Dann kamen wir in eine Baracke, da waren Deutsche aus der Mandschurei, aus Karbien. Das waren alles Leute, die '45 zehn Jahre [Haft] bekommen hatten, als die Sowjetunion dort einmarschierte. Die waren hier in dem Lager zur Entlassung. Die nahmen sich unserer wirklich an und machten uns klar: Wir müssten aufpassen. Wir sollten nicht [allein] rausgehen, immer nur mit einem von ihnen zusammen – selbst, wenn wir die Latrine besuchten. Wir hatten keinen Platz am Fußboden; es war kein Platz mehr, keine Pritschen. Als es zum Schlafen ging, legten wir uns auf den Fußboden, der zum Teil von Reif angefroren war.

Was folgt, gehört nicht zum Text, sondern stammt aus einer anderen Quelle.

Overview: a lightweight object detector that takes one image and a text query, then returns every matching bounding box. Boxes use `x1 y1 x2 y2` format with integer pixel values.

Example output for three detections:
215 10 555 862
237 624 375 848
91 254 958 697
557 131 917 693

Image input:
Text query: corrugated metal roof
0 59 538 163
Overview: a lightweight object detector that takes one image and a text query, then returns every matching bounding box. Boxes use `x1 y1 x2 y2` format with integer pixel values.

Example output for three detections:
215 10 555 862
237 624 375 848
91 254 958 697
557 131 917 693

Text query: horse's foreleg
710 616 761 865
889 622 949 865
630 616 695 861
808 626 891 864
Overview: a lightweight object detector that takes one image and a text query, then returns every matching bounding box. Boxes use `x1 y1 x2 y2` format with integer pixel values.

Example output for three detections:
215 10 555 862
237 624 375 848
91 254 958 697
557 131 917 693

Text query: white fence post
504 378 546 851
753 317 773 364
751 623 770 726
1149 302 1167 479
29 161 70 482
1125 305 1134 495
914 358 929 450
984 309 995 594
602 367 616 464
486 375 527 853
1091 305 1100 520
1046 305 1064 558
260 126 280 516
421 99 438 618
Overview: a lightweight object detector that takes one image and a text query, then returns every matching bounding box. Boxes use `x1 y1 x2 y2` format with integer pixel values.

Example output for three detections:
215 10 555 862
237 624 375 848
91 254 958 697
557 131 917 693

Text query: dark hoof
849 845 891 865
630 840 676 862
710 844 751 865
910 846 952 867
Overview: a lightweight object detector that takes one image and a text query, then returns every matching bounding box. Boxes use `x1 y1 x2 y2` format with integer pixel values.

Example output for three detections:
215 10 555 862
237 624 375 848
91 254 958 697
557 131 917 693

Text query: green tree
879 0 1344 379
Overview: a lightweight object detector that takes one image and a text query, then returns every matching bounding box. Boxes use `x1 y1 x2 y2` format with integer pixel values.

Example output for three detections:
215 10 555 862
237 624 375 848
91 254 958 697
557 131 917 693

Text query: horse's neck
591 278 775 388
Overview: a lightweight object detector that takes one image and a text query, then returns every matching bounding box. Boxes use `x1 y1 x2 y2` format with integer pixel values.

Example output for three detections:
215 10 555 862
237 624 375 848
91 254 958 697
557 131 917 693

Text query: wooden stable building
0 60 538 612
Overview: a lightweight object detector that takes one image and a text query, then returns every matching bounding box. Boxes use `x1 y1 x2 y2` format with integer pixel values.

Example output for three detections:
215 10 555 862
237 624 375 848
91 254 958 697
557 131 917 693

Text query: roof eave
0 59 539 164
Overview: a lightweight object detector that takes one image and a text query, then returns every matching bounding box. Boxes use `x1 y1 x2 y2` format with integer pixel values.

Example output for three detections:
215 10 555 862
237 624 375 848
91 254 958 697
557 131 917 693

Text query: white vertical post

Was die an Eisenhaken und an Eisenstangen kriegen konnten, legten die in die Glut des gemauerten Lehmofens. ´Wozu ist denn das?` Sie sagten: ´Nachts greifen uns die Kriminellen an, und das ist das Einzige, womit wir uns derer erwehren können`. Und in den nächsten Tagen merkten wir es selbst: Die entledigten uns all unserer Zivil-Kleidungsstücke, die wir noch hatten. Wir fragten, warum wir denn nicht nach den Posten rufen könnten? Und da sagten die: ´Ihr werdet noch merken, wie die Posten mit den Kriminellen unter einer Decke stecken`. Nachts gab es dann also die Schlacht. Unsere Stube behauptete sich, nicht dank unseres Verdienst. Uns gingen die Augen über, wo wir da hingekommen waren.